Nous sommes en chemin, et le monde dresse ses pièges autour de nous. « Soyez sobres, veillez. Car votre adversaire, le Diable, comme un lion rugissant, rôde, cherchant qui dévorer. Résistez-lui, fermes dans la foi » (1 Pierre 5, 8-9). Résistons à tout ce qui pourrait salir nos âmes, gardons-nous des mœurs qui règnent autour de nous… « Le monde moderne avilit la cité, avilit l’homme, avilit l’amour, avilit la femme, avilit la race, avilit l’enfant, avilit la famille, il a réussi à avilir ce qu’il y a peut-être de plus difficile à avilir au monde: il avilit la mort ». Ces paroles de Charles Péguy ont presque un siècle, elles paraissent prophétiques tant elles se réalisent aujourd’hui.

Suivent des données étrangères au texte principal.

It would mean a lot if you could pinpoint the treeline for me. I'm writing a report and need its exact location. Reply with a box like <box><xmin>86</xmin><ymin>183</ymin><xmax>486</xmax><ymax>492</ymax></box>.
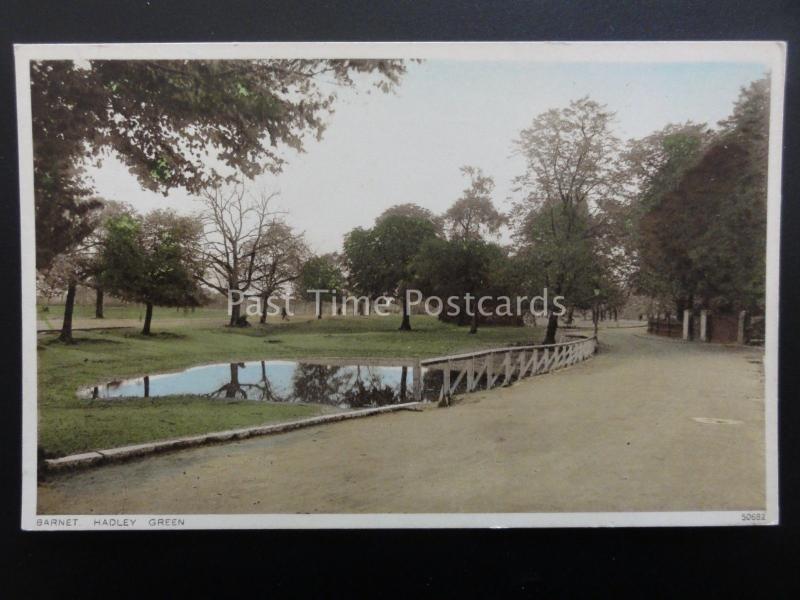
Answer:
<box><xmin>31</xmin><ymin>61</ymin><xmax>769</xmax><ymax>343</ymax></box>
<box><xmin>626</xmin><ymin>79</ymin><xmax>769</xmax><ymax>315</ymax></box>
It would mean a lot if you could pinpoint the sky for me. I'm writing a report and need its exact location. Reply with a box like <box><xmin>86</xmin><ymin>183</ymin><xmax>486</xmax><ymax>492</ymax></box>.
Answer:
<box><xmin>89</xmin><ymin>60</ymin><xmax>765</xmax><ymax>253</ymax></box>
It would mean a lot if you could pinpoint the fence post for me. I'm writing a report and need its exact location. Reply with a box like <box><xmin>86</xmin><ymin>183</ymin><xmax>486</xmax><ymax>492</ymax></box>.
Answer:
<box><xmin>736</xmin><ymin>310</ymin><xmax>748</xmax><ymax>344</ymax></box>
<box><xmin>411</xmin><ymin>359</ymin><xmax>422</xmax><ymax>402</ymax></box>
<box><xmin>700</xmin><ymin>309</ymin><xmax>708</xmax><ymax>342</ymax></box>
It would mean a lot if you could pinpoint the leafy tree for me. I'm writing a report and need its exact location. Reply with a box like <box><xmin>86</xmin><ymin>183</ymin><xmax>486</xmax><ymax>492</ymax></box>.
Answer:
<box><xmin>343</xmin><ymin>227</ymin><xmax>383</xmax><ymax>309</ymax></box>
<box><xmin>344</xmin><ymin>214</ymin><xmax>436</xmax><ymax>331</ymax></box>
<box><xmin>512</xmin><ymin>98</ymin><xmax>622</xmax><ymax>344</ymax></box>
<box><xmin>31</xmin><ymin>59</ymin><xmax>405</xmax><ymax>269</ymax></box>
<box><xmin>297</xmin><ymin>254</ymin><xmax>345</xmax><ymax>319</ymax></box>
<box><xmin>443</xmin><ymin>167</ymin><xmax>506</xmax><ymax>241</ymax></box>
<box><xmin>624</xmin><ymin>123</ymin><xmax>712</xmax><ymax>314</ymax></box>
<box><xmin>413</xmin><ymin>238</ymin><xmax>508</xmax><ymax>334</ymax></box>
<box><xmin>413</xmin><ymin>167</ymin><xmax>506</xmax><ymax>334</ymax></box>
<box><xmin>375</xmin><ymin>202</ymin><xmax>444</xmax><ymax>235</ymax></box>
<box><xmin>99</xmin><ymin>210</ymin><xmax>204</xmax><ymax>335</ymax></box>
<box><xmin>637</xmin><ymin>79</ymin><xmax>769</xmax><ymax>314</ymax></box>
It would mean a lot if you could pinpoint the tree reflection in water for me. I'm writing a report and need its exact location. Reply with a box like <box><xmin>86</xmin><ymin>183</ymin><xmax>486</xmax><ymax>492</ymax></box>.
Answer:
<box><xmin>209</xmin><ymin>360</ymin><xmax>286</xmax><ymax>402</ymax></box>
<box><xmin>208</xmin><ymin>361</ymin><xmax>409</xmax><ymax>408</ymax></box>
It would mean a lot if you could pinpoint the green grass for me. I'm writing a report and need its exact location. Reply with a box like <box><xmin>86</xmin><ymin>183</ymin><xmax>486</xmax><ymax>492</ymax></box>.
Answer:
<box><xmin>38</xmin><ymin>315</ymin><xmax>541</xmax><ymax>457</ymax></box>
<box><xmin>36</xmin><ymin>304</ymin><xmax>227</xmax><ymax>328</ymax></box>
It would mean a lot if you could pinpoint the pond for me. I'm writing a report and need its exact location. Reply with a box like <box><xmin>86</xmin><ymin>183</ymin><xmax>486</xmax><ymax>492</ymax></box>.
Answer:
<box><xmin>78</xmin><ymin>360</ymin><xmax>434</xmax><ymax>408</ymax></box>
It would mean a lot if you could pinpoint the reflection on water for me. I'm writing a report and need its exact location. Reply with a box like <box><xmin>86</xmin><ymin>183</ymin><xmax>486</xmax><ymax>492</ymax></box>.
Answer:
<box><xmin>80</xmin><ymin>360</ymin><xmax>430</xmax><ymax>408</ymax></box>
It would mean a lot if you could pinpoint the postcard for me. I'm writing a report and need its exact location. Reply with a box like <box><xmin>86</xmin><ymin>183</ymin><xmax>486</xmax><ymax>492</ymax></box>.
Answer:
<box><xmin>15</xmin><ymin>41</ymin><xmax>786</xmax><ymax>530</ymax></box>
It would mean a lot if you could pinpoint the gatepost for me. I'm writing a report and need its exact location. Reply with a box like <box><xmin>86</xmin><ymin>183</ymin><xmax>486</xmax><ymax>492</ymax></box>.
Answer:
<box><xmin>700</xmin><ymin>310</ymin><xmax>708</xmax><ymax>342</ymax></box>
<box><xmin>736</xmin><ymin>310</ymin><xmax>747</xmax><ymax>344</ymax></box>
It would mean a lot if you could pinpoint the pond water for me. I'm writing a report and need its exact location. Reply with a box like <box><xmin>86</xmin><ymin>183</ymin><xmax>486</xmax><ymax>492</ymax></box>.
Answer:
<box><xmin>78</xmin><ymin>360</ymin><xmax>438</xmax><ymax>408</ymax></box>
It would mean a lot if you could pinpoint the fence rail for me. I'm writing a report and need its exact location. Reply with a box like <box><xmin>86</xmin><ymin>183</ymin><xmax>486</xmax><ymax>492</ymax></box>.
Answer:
<box><xmin>420</xmin><ymin>336</ymin><xmax>597</xmax><ymax>400</ymax></box>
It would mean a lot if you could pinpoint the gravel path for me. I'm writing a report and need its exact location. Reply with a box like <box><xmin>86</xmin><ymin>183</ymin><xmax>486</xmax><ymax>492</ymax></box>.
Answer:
<box><xmin>38</xmin><ymin>329</ymin><xmax>765</xmax><ymax>514</ymax></box>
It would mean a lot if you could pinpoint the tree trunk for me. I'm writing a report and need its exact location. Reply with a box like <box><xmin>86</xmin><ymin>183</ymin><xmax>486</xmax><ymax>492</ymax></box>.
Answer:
<box><xmin>258</xmin><ymin>294</ymin><xmax>268</xmax><ymax>325</ymax></box>
<box><xmin>142</xmin><ymin>302</ymin><xmax>153</xmax><ymax>335</ymax></box>
<box><xmin>58</xmin><ymin>281</ymin><xmax>78</xmax><ymax>344</ymax></box>
<box><xmin>94</xmin><ymin>288</ymin><xmax>103</xmax><ymax>319</ymax></box>
<box><xmin>400</xmin><ymin>290</ymin><xmax>411</xmax><ymax>331</ymax></box>
<box><xmin>228</xmin><ymin>304</ymin><xmax>242</xmax><ymax>327</ymax></box>
<box><xmin>542</xmin><ymin>312</ymin><xmax>558</xmax><ymax>344</ymax></box>
<box><xmin>400</xmin><ymin>367</ymin><xmax>408</xmax><ymax>402</ymax></box>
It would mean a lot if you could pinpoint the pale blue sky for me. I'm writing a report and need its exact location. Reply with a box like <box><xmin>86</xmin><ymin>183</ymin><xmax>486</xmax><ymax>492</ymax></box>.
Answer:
<box><xmin>92</xmin><ymin>60</ymin><xmax>766</xmax><ymax>252</ymax></box>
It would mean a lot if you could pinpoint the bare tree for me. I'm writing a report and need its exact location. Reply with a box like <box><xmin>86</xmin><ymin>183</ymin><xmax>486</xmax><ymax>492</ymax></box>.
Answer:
<box><xmin>254</xmin><ymin>220</ymin><xmax>311</xmax><ymax>323</ymax></box>
<box><xmin>201</xmin><ymin>182</ymin><xmax>279</xmax><ymax>326</ymax></box>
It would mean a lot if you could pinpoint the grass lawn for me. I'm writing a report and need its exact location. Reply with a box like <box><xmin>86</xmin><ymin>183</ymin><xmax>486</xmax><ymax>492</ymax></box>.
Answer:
<box><xmin>36</xmin><ymin>304</ymin><xmax>227</xmax><ymax>329</ymax></box>
<box><xmin>38</xmin><ymin>311</ymin><xmax>541</xmax><ymax>457</ymax></box>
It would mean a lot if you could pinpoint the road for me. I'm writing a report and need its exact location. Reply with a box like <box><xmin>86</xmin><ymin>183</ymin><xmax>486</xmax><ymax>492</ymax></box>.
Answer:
<box><xmin>38</xmin><ymin>329</ymin><xmax>765</xmax><ymax>514</ymax></box>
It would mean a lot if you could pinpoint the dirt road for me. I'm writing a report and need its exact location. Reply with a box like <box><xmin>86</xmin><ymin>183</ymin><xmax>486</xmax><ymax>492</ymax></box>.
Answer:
<box><xmin>39</xmin><ymin>329</ymin><xmax>765</xmax><ymax>514</ymax></box>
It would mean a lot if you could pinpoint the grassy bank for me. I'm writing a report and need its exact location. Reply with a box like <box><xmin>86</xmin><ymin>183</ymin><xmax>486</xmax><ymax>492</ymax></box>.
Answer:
<box><xmin>38</xmin><ymin>316</ymin><xmax>541</xmax><ymax>456</ymax></box>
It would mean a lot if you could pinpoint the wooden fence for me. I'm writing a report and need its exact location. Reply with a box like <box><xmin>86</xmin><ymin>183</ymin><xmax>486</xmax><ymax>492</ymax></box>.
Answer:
<box><xmin>419</xmin><ymin>336</ymin><xmax>597</xmax><ymax>400</ymax></box>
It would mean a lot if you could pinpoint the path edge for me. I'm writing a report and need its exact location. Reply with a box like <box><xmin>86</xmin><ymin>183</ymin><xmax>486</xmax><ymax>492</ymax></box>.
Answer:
<box><xmin>43</xmin><ymin>402</ymin><xmax>425</xmax><ymax>473</ymax></box>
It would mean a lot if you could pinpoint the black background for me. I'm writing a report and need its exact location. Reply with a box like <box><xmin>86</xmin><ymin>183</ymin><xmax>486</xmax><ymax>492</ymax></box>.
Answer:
<box><xmin>0</xmin><ymin>0</ymin><xmax>800</xmax><ymax>597</ymax></box>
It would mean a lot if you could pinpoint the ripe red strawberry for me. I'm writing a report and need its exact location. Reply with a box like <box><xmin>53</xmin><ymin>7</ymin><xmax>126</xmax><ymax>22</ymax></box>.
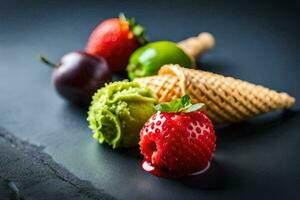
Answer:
<box><xmin>86</xmin><ymin>14</ymin><xmax>146</xmax><ymax>72</ymax></box>
<box><xmin>139</xmin><ymin>96</ymin><xmax>216</xmax><ymax>174</ymax></box>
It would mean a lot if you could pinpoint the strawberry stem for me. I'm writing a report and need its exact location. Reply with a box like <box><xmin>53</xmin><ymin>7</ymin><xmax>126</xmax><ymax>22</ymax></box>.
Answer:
<box><xmin>119</xmin><ymin>12</ymin><xmax>148</xmax><ymax>45</ymax></box>
<box><xmin>38</xmin><ymin>55</ymin><xmax>57</xmax><ymax>68</ymax></box>
<box><xmin>155</xmin><ymin>95</ymin><xmax>204</xmax><ymax>112</ymax></box>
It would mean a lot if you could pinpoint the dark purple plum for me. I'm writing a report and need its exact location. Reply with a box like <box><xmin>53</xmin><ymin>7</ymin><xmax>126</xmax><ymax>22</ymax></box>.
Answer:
<box><xmin>40</xmin><ymin>52</ymin><xmax>112</xmax><ymax>105</ymax></box>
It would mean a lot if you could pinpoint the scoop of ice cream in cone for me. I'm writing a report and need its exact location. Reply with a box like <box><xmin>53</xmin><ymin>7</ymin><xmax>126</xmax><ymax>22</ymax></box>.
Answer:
<box><xmin>135</xmin><ymin>65</ymin><xmax>295</xmax><ymax>123</ymax></box>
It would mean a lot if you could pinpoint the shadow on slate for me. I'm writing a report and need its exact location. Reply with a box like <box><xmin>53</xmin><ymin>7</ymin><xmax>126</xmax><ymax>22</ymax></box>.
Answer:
<box><xmin>0</xmin><ymin>128</ymin><xmax>113</xmax><ymax>200</ymax></box>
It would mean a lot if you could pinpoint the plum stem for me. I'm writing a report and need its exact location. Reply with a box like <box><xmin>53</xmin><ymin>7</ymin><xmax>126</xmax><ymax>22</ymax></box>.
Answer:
<box><xmin>38</xmin><ymin>55</ymin><xmax>57</xmax><ymax>68</ymax></box>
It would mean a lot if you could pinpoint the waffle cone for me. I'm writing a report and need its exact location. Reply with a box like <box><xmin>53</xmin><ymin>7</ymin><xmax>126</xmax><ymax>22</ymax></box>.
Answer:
<box><xmin>135</xmin><ymin>65</ymin><xmax>295</xmax><ymax>123</ymax></box>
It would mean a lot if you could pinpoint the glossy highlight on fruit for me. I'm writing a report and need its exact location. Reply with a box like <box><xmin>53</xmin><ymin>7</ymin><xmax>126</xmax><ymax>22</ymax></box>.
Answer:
<box><xmin>40</xmin><ymin>52</ymin><xmax>112</xmax><ymax>105</ymax></box>
<box><xmin>139</xmin><ymin>96</ymin><xmax>216</xmax><ymax>177</ymax></box>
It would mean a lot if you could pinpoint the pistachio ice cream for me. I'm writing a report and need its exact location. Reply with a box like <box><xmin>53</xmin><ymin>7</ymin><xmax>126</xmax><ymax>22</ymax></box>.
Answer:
<box><xmin>87</xmin><ymin>81</ymin><xmax>156</xmax><ymax>148</ymax></box>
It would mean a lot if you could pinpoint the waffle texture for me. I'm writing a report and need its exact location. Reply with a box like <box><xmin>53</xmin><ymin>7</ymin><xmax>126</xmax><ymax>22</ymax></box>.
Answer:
<box><xmin>134</xmin><ymin>65</ymin><xmax>295</xmax><ymax>123</ymax></box>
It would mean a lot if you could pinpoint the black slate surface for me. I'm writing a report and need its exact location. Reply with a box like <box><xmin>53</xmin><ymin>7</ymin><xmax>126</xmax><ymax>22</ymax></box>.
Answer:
<box><xmin>0</xmin><ymin>128</ymin><xmax>113</xmax><ymax>200</ymax></box>
<box><xmin>0</xmin><ymin>1</ymin><xmax>300</xmax><ymax>199</ymax></box>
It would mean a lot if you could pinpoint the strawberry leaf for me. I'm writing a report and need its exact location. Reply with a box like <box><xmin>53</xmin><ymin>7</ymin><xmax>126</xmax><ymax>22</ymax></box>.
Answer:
<box><xmin>155</xmin><ymin>95</ymin><xmax>204</xmax><ymax>112</ymax></box>
<box><xmin>186</xmin><ymin>103</ymin><xmax>204</xmax><ymax>112</ymax></box>
<box><xmin>119</xmin><ymin>12</ymin><xmax>148</xmax><ymax>45</ymax></box>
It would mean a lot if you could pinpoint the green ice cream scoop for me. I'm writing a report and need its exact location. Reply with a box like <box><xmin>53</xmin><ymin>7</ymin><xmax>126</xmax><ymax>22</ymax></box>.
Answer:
<box><xmin>127</xmin><ymin>41</ymin><xmax>192</xmax><ymax>80</ymax></box>
<box><xmin>87</xmin><ymin>81</ymin><xmax>157</xmax><ymax>148</ymax></box>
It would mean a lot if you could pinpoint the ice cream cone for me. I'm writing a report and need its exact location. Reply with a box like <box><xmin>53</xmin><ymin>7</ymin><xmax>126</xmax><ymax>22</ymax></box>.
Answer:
<box><xmin>177</xmin><ymin>32</ymin><xmax>215</xmax><ymax>65</ymax></box>
<box><xmin>135</xmin><ymin>65</ymin><xmax>295</xmax><ymax>123</ymax></box>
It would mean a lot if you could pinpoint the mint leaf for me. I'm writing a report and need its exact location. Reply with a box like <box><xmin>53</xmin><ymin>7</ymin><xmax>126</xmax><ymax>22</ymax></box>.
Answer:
<box><xmin>155</xmin><ymin>104</ymin><xmax>171</xmax><ymax>112</ymax></box>
<box><xmin>186</xmin><ymin>103</ymin><xmax>204</xmax><ymax>112</ymax></box>
<box><xmin>181</xmin><ymin>95</ymin><xmax>191</xmax><ymax>107</ymax></box>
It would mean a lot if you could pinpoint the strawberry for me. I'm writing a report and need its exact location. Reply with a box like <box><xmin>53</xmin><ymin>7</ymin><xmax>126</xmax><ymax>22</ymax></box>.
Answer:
<box><xmin>86</xmin><ymin>13</ymin><xmax>146</xmax><ymax>72</ymax></box>
<box><xmin>139</xmin><ymin>96</ymin><xmax>216</xmax><ymax>174</ymax></box>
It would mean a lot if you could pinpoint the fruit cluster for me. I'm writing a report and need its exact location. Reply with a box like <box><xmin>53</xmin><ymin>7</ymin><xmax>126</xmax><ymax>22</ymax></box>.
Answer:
<box><xmin>40</xmin><ymin>13</ymin><xmax>213</xmax><ymax>105</ymax></box>
<box><xmin>40</xmin><ymin>11</ymin><xmax>295</xmax><ymax>177</ymax></box>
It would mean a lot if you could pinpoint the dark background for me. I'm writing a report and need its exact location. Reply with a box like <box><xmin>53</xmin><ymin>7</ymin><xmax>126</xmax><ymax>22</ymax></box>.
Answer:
<box><xmin>0</xmin><ymin>0</ymin><xmax>300</xmax><ymax>199</ymax></box>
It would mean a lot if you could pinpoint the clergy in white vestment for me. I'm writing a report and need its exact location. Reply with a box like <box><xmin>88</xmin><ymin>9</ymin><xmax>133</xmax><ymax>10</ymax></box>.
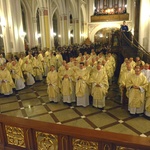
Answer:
<box><xmin>90</xmin><ymin>64</ymin><xmax>109</xmax><ymax>108</ymax></box>
<box><xmin>76</xmin><ymin>62</ymin><xmax>89</xmax><ymax>107</ymax></box>
<box><xmin>142</xmin><ymin>63</ymin><xmax>150</xmax><ymax>117</ymax></box>
<box><xmin>46</xmin><ymin>65</ymin><xmax>60</xmax><ymax>103</ymax></box>
<box><xmin>126</xmin><ymin>67</ymin><xmax>148</xmax><ymax>114</ymax></box>
<box><xmin>11</xmin><ymin>61</ymin><xmax>25</xmax><ymax>90</ymax></box>
<box><xmin>61</xmin><ymin>64</ymin><xmax>75</xmax><ymax>103</ymax></box>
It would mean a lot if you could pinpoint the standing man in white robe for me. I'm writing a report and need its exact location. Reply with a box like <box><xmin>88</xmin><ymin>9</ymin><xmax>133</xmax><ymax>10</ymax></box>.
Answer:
<box><xmin>126</xmin><ymin>67</ymin><xmax>148</xmax><ymax>115</ymax></box>
<box><xmin>76</xmin><ymin>62</ymin><xmax>89</xmax><ymax>107</ymax></box>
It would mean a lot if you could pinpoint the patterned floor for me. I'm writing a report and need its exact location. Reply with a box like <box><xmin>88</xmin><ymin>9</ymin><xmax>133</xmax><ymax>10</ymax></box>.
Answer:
<box><xmin>0</xmin><ymin>79</ymin><xmax>150</xmax><ymax>137</ymax></box>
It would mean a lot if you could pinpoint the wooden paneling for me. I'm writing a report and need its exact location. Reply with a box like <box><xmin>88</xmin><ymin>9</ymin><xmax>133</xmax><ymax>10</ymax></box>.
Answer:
<box><xmin>0</xmin><ymin>115</ymin><xmax>150</xmax><ymax>150</ymax></box>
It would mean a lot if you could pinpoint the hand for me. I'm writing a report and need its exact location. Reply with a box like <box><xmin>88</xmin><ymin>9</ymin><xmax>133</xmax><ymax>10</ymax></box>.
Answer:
<box><xmin>133</xmin><ymin>85</ymin><xmax>140</xmax><ymax>89</ymax></box>
<box><xmin>2</xmin><ymin>80</ymin><xmax>5</xmax><ymax>83</ymax></box>
<box><xmin>96</xmin><ymin>84</ymin><xmax>101</xmax><ymax>87</ymax></box>
<box><xmin>64</xmin><ymin>74</ymin><xmax>69</xmax><ymax>78</ymax></box>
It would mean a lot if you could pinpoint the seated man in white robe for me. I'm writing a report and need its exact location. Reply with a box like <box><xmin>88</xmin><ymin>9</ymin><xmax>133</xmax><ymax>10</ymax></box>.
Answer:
<box><xmin>90</xmin><ymin>64</ymin><xmax>109</xmax><ymax>109</ymax></box>
<box><xmin>76</xmin><ymin>62</ymin><xmax>89</xmax><ymax>107</ymax></box>
<box><xmin>61</xmin><ymin>64</ymin><xmax>75</xmax><ymax>103</ymax></box>
<box><xmin>11</xmin><ymin>61</ymin><xmax>25</xmax><ymax>90</ymax></box>
<box><xmin>22</xmin><ymin>60</ymin><xmax>35</xmax><ymax>85</ymax></box>
<box><xmin>46</xmin><ymin>65</ymin><xmax>60</xmax><ymax>103</ymax></box>
<box><xmin>126</xmin><ymin>67</ymin><xmax>148</xmax><ymax>115</ymax></box>
<box><xmin>0</xmin><ymin>65</ymin><xmax>15</xmax><ymax>95</ymax></box>
<box><xmin>142</xmin><ymin>63</ymin><xmax>150</xmax><ymax>117</ymax></box>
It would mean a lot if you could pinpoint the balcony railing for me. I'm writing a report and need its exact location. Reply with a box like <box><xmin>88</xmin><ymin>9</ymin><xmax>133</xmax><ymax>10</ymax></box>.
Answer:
<box><xmin>91</xmin><ymin>13</ymin><xmax>129</xmax><ymax>22</ymax></box>
<box><xmin>0</xmin><ymin>115</ymin><xmax>150</xmax><ymax>150</ymax></box>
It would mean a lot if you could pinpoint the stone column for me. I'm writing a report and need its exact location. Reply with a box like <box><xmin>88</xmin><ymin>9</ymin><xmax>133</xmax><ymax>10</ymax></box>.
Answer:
<box><xmin>0</xmin><ymin>0</ymin><xmax>25</xmax><ymax>57</ymax></box>
<box><xmin>63</xmin><ymin>15</ymin><xmax>69</xmax><ymax>45</ymax></box>
<box><xmin>74</xmin><ymin>19</ymin><xmax>80</xmax><ymax>43</ymax></box>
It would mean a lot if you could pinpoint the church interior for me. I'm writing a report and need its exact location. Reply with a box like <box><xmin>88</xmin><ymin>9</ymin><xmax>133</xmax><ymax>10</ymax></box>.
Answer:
<box><xmin>0</xmin><ymin>0</ymin><xmax>150</xmax><ymax>150</ymax></box>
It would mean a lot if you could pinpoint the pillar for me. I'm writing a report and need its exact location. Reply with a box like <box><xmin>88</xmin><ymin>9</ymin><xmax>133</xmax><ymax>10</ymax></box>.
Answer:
<box><xmin>40</xmin><ymin>7</ymin><xmax>50</xmax><ymax>49</ymax></box>
<box><xmin>0</xmin><ymin>0</ymin><xmax>25</xmax><ymax>57</ymax></box>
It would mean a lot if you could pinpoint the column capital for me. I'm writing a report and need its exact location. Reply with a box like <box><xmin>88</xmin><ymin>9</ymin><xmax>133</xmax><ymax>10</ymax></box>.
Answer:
<box><xmin>39</xmin><ymin>7</ymin><xmax>48</xmax><ymax>16</ymax></box>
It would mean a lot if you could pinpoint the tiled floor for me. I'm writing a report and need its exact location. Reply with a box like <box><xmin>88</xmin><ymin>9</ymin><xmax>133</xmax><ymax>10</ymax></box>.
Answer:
<box><xmin>0</xmin><ymin>79</ymin><xmax>150</xmax><ymax>137</ymax></box>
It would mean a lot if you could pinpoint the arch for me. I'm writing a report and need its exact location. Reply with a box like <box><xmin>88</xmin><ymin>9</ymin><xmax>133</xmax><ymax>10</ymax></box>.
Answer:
<box><xmin>21</xmin><ymin>0</ymin><xmax>33</xmax><ymax>47</ymax></box>
<box><xmin>89</xmin><ymin>22</ymin><xmax>120</xmax><ymax>42</ymax></box>
<box><xmin>70</xmin><ymin>0</ymin><xmax>79</xmax><ymax>18</ymax></box>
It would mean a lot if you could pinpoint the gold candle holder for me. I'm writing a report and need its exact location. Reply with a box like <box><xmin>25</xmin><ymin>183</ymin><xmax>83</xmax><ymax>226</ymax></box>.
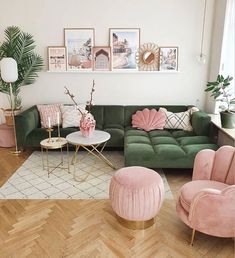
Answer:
<box><xmin>47</xmin><ymin>127</ymin><xmax>53</xmax><ymax>143</ymax></box>
<box><xmin>56</xmin><ymin>124</ymin><xmax>62</xmax><ymax>142</ymax></box>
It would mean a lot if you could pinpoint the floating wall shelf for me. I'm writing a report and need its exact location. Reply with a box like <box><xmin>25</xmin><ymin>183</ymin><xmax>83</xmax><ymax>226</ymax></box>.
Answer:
<box><xmin>47</xmin><ymin>71</ymin><xmax>179</xmax><ymax>74</ymax></box>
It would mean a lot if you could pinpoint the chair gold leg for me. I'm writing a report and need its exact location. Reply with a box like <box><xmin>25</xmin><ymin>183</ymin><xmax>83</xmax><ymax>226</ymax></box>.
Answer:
<box><xmin>190</xmin><ymin>229</ymin><xmax>196</xmax><ymax>246</ymax></box>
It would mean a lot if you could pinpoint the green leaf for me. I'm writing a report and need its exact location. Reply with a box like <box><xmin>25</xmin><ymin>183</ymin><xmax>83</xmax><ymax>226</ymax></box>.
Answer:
<box><xmin>0</xmin><ymin>26</ymin><xmax>43</xmax><ymax>106</ymax></box>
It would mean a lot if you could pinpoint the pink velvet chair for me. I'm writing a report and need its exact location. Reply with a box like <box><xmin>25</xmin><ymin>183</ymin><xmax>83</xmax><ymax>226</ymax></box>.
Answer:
<box><xmin>176</xmin><ymin>146</ymin><xmax>235</xmax><ymax>245</ymax></box>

Avilissement de la cité : Dieu a été rejeté hors de la cité, les lois ne sont plus chrétiennes ; on a prétendu séparer le temporel et le spirituel, mais rien n’est jamais neutre, et le nouveau souffle qui anime les lois, la nouvelle religion qui dicte l’organisation de la cité, s’appellent maçonnerie. Nos lois sont écrites dans les loges avant d’être adoptées dans nos parlements. La neutralité laïque est une hypocrisie qui sert à installer la nouvelle religion maçonnique sur la cité.
Avilissement de l’homme : que reste-t-il de l’homme coupé de son principe qui est Dieu? Du rang de créature à l’image et à la ressemblance de Dieu, il régresse en dessous du rang des bêtes : il nie sa propre nature, l’union civile légalisée des homosexuels signe cette déchéance.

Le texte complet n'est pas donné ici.